Sono parole di profonda rabbia e riprovazione quelle che Mirko Schio, Presidente dell’Associazione Fervicredo (Feriti e Vittime della criminalità e del Dovere), pronuncia a proposito del gravissimo gesto che si è registrato oggi a Pagani, in provincia di Salerno, dove ignoti hanno scritto sul muro delle Poste di corso Padovano, a pochi centimetri dalla lapide in onore del sacrificio del tenente Marco Pittoni, ucciso in quell’ufficio il 6 giugno del 2008, la frase: “Vi sta bene”. Marco Pittoni era un ufficiale di origini sarde medaglia d’oro al valor militare, soprannominato in città “tenente buono”, scomparso a soli 33 anni per aver tentato di sventare una rapina proprio in quell’ufficio postale.

“Ci sono momenti come questo – conclude Schio – in cui verrebbe spontaneo cedere alla rabbia, quando il senso di nausea pervade e porta con sé un vago senso di disperazione per tanta ignominia.
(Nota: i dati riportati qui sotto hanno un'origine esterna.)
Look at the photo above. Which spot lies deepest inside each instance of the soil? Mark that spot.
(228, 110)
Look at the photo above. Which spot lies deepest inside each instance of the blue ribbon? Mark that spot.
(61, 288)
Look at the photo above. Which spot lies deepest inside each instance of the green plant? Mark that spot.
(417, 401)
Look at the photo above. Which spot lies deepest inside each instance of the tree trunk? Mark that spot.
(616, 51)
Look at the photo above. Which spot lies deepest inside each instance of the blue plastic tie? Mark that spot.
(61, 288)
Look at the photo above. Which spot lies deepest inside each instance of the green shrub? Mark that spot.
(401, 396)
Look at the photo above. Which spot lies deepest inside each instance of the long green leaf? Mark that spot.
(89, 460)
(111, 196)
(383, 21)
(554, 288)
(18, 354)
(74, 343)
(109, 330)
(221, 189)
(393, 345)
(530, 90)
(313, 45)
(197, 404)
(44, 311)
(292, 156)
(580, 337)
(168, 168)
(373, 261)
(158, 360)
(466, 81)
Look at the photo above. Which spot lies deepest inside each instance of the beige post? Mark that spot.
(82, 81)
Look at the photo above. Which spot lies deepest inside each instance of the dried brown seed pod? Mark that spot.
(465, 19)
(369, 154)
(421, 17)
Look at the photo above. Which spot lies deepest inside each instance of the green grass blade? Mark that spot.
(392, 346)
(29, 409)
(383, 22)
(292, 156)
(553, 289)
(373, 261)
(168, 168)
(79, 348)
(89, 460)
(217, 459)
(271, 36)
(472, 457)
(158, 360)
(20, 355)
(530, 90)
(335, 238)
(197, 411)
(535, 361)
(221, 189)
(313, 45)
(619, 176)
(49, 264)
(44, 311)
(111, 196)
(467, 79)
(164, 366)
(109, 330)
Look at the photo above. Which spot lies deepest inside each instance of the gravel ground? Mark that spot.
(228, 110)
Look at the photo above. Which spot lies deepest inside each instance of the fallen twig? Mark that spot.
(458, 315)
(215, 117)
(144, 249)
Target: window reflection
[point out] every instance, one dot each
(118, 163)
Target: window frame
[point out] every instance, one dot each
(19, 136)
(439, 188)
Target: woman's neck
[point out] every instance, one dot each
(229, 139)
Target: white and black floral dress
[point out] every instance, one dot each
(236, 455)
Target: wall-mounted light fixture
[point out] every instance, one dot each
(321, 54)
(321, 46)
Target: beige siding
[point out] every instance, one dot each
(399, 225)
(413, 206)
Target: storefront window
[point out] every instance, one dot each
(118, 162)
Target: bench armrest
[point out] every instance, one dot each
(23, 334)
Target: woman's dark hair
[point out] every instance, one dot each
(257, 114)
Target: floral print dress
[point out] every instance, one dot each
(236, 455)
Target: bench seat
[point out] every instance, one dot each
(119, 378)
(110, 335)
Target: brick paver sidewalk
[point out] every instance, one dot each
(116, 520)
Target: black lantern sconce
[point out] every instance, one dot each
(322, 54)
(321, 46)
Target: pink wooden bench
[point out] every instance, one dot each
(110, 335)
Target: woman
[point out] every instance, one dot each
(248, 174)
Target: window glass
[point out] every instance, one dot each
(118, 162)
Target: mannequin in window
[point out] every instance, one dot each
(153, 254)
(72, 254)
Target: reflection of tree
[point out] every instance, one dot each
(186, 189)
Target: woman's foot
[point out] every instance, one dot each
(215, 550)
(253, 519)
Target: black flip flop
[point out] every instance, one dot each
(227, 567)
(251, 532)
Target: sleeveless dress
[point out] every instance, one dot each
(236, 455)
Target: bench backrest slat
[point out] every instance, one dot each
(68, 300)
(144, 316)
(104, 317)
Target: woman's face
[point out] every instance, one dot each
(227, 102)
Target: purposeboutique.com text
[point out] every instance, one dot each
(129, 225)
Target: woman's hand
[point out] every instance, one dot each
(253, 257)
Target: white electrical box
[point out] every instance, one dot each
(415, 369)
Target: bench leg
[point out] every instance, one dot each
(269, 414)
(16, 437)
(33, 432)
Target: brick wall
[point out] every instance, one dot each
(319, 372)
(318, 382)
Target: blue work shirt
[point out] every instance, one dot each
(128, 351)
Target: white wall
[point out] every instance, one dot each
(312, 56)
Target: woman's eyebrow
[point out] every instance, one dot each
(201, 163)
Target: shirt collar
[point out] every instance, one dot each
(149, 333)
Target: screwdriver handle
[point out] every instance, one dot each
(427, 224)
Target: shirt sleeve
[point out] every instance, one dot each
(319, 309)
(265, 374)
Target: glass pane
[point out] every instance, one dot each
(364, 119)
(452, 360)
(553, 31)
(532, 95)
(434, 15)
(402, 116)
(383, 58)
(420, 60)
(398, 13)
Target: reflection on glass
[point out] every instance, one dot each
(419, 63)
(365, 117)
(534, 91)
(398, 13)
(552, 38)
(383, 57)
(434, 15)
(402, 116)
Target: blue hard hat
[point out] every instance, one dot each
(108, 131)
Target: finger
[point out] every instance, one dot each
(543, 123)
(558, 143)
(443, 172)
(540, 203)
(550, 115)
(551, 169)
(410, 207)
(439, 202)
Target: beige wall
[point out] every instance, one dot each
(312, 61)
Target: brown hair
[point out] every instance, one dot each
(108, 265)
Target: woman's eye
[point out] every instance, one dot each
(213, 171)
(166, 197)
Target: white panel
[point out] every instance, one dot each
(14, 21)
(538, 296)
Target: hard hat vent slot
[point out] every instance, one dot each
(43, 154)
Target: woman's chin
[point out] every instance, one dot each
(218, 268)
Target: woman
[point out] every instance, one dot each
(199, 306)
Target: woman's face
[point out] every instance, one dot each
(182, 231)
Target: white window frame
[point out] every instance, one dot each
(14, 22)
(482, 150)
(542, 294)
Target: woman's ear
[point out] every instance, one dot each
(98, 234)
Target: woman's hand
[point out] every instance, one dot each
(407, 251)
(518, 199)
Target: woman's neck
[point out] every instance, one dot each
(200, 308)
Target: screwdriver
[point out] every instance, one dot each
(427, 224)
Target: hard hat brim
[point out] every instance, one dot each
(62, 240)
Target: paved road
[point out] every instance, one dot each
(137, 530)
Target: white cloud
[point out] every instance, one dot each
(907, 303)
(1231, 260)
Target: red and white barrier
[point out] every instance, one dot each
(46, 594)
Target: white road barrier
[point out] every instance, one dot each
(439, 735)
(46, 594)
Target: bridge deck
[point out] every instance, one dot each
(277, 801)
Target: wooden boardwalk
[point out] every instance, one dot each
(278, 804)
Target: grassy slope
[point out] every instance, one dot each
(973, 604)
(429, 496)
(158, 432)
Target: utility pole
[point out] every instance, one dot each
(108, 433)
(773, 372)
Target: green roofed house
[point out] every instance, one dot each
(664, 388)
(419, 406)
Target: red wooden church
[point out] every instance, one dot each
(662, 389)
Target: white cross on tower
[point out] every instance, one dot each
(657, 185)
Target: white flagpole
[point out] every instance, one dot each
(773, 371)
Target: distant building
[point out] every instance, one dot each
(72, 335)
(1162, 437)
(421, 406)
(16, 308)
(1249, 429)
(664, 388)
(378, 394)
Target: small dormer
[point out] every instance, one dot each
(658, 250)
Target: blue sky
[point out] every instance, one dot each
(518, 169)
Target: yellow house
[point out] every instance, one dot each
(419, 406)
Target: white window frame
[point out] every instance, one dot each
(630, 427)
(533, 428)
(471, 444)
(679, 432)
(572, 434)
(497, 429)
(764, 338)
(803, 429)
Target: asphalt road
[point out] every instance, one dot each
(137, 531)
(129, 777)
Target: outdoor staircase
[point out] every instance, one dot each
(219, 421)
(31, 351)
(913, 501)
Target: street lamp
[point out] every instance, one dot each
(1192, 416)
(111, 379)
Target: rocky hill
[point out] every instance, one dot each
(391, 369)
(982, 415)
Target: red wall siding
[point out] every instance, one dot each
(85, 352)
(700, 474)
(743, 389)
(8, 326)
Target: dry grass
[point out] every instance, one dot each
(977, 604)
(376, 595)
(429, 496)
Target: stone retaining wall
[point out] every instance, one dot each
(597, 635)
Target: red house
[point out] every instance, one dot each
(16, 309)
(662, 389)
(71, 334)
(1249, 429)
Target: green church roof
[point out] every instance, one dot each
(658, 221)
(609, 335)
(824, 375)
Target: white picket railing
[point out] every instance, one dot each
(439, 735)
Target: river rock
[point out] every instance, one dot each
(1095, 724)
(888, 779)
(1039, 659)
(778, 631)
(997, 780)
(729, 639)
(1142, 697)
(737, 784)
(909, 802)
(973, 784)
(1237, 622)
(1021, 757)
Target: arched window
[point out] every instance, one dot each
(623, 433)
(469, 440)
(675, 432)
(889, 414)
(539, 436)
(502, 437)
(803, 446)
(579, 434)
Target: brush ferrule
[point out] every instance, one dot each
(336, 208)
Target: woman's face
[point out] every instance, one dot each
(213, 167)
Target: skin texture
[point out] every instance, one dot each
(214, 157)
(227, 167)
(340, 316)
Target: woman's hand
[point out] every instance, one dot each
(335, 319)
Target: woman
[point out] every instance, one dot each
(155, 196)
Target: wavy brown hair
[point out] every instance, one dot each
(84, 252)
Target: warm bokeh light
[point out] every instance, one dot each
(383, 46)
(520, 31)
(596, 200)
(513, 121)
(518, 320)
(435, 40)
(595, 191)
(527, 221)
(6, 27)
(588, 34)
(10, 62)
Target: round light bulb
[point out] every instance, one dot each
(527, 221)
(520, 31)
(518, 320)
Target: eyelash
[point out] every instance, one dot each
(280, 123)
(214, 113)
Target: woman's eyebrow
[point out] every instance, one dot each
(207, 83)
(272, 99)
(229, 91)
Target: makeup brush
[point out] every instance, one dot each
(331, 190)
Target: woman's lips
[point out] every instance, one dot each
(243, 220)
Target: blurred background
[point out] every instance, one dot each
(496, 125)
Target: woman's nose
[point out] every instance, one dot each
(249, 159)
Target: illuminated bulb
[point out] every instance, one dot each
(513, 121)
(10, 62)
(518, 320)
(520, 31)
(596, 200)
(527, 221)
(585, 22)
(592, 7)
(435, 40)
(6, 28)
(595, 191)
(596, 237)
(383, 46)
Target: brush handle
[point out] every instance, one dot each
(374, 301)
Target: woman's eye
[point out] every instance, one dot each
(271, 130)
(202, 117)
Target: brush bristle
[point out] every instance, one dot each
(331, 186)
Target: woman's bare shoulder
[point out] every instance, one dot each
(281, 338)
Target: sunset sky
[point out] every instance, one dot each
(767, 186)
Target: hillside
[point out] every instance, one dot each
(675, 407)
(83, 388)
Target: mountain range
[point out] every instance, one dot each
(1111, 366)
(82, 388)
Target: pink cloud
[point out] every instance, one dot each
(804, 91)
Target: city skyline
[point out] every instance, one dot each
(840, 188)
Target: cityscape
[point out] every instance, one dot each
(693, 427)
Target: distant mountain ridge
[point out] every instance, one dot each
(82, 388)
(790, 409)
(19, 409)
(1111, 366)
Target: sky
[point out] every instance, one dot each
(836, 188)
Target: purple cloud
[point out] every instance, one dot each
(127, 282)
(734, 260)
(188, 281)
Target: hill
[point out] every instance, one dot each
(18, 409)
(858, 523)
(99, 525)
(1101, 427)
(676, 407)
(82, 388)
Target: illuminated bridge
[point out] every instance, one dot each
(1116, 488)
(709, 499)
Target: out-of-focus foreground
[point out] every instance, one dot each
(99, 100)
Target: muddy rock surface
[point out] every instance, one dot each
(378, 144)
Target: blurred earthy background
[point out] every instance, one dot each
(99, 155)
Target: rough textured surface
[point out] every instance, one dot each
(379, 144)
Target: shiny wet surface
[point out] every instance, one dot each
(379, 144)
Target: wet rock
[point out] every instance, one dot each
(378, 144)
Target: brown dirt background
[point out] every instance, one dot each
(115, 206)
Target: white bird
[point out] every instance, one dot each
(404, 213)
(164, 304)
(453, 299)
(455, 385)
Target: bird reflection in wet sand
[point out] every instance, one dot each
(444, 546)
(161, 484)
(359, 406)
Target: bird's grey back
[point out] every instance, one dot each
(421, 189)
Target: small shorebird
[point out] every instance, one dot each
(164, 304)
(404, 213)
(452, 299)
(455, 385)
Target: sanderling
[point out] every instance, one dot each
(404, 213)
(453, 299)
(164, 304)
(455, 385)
Ma chi ha conosciuto persone come Marco Pittoni, chiunque abbia vestito una divisa, chiunque conosca la forza che scorre nelle vene quando si trova o si ritrova il senso della vita nonostante tutto, quando fervidamente si crede che sia possibile rivivere, sa che non si può cedere di fronte alla barbarie, alla violenza, all’ingiustizia, che essa si manifesti in una rapina o in una orrenda scritta su un muro. Marco spendeva la sua vita per insegnare non solo a parole ma con il proprio esempio questo, e nessuno potrà scalfire la sua memoria o la verità e la correttezza che essa rappresenta, e che, anzi, si fortificano ad ogni tentativo di sminuirle”.